For the ten years I’ve lived here I’ve pretended to her that’s largely the case. ‘Yes, of course I got a cab with a friend,’ I’ve often lied down the phone. But the truth is that I like walking around the city alone at night. It’s beautiful. In fact, I’ve behaved in a way that many people would describe as ‘unsafe’ and ‘dumb’. I’ve arguably been ‘lucky’ that nothing that bad has happened to me. But isn’t it weird that we talk like that? We rarely tell straight men to stick to well-lit roads, and guys are actually statistically more likely to get murdered than women.

I know that many women and non-binary people, including some of my friends, do not feel that it is safe to act like I do. I totally understand why. Horrible things happen to women very often – we’re always aware it might be us next. In fact, I remember going to a female crime writers’ convention and hearing how women make better thriller authors because we live with the tension you need for a good book – ‘Are those footsteps behind me?’ – every day.

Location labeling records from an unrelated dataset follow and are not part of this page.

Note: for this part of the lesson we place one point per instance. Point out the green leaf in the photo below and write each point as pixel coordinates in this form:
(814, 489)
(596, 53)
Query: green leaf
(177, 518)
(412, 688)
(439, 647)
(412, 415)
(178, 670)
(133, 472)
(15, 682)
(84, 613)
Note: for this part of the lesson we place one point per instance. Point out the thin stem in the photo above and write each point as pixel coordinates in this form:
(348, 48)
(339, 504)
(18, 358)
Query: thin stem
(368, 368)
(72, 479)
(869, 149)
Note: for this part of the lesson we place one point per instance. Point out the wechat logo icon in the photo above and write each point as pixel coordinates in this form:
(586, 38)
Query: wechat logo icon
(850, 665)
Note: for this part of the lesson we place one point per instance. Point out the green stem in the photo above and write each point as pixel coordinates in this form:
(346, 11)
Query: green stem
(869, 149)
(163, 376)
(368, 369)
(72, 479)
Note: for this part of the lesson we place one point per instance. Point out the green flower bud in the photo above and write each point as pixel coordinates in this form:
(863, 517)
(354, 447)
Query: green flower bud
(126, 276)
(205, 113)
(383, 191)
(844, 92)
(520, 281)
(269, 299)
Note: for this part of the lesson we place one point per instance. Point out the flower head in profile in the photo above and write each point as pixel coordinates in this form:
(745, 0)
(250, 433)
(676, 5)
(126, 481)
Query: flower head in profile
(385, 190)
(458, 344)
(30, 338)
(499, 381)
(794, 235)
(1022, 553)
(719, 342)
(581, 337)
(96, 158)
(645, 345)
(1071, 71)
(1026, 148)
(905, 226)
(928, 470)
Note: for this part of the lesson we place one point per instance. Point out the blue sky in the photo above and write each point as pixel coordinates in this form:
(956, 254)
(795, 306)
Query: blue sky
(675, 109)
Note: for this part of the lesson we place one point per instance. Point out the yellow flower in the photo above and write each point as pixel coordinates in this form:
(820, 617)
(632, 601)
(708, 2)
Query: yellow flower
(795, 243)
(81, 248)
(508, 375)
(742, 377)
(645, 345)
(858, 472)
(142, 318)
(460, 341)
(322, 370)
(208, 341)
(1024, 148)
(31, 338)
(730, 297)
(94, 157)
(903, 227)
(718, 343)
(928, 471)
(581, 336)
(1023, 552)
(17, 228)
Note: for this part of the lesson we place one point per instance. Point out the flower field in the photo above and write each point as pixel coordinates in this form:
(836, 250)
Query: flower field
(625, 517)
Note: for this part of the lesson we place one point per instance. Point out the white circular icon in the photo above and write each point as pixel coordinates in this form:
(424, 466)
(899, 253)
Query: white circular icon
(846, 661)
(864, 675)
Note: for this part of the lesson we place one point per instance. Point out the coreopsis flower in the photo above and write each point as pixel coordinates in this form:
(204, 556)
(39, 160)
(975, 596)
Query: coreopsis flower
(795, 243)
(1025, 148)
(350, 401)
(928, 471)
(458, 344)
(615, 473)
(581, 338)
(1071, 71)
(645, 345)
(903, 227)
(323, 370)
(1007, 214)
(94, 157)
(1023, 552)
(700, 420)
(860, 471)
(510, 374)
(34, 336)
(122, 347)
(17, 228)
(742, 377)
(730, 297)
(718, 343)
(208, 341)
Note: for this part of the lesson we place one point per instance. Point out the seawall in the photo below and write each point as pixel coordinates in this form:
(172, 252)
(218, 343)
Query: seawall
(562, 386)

What I hope we learn from the Sarah Everard case is that telling women to ‘be safe’ is useless. Everard was falsely arrested, raped and murdered by serving police officer Wayne Couzens. None of the advice that’s doled out to us like vitamins would have saved her. The feeling of safety it offers is just a placebo.

If we want London to feel safe enough that we could all fearlessly amble across London Bridge alone at 2am, eating a Maccies and looking at the lights of the City, we need the government to invest in protecting vulnerable Londoners. I don’t mean by launching an app that women download to track themselves. (Again, imagine suggesting to a straight man that he voluntarily goes under government surveillance on the off chance he’s ever murdered.) I mean opening specialist rape units at the two-fifths of police forces in England and Wales that are missing them. I mean by finding and stopping perpetrators of crimes such as flashing before it escalates to violence. I mean by taking all sexual harassment seriously, including against teenage girls. (Couzens was accused of indecent exposure back in 2015.)

Whoever you are – if this case has opened your eyes to how little we as individuals can do to protect ourselves, if it’s made you feel scared, angry and see our city in a new light – know that, in many ways, what you’re feeling is exactly what all that ‘be safe’ chat was supposed to suppress. If women carry the burden of their own safety then they can’t blame the government or the police or the structure of society when bad things happen. But now we know the truth and it’s time to use our rage to demand better.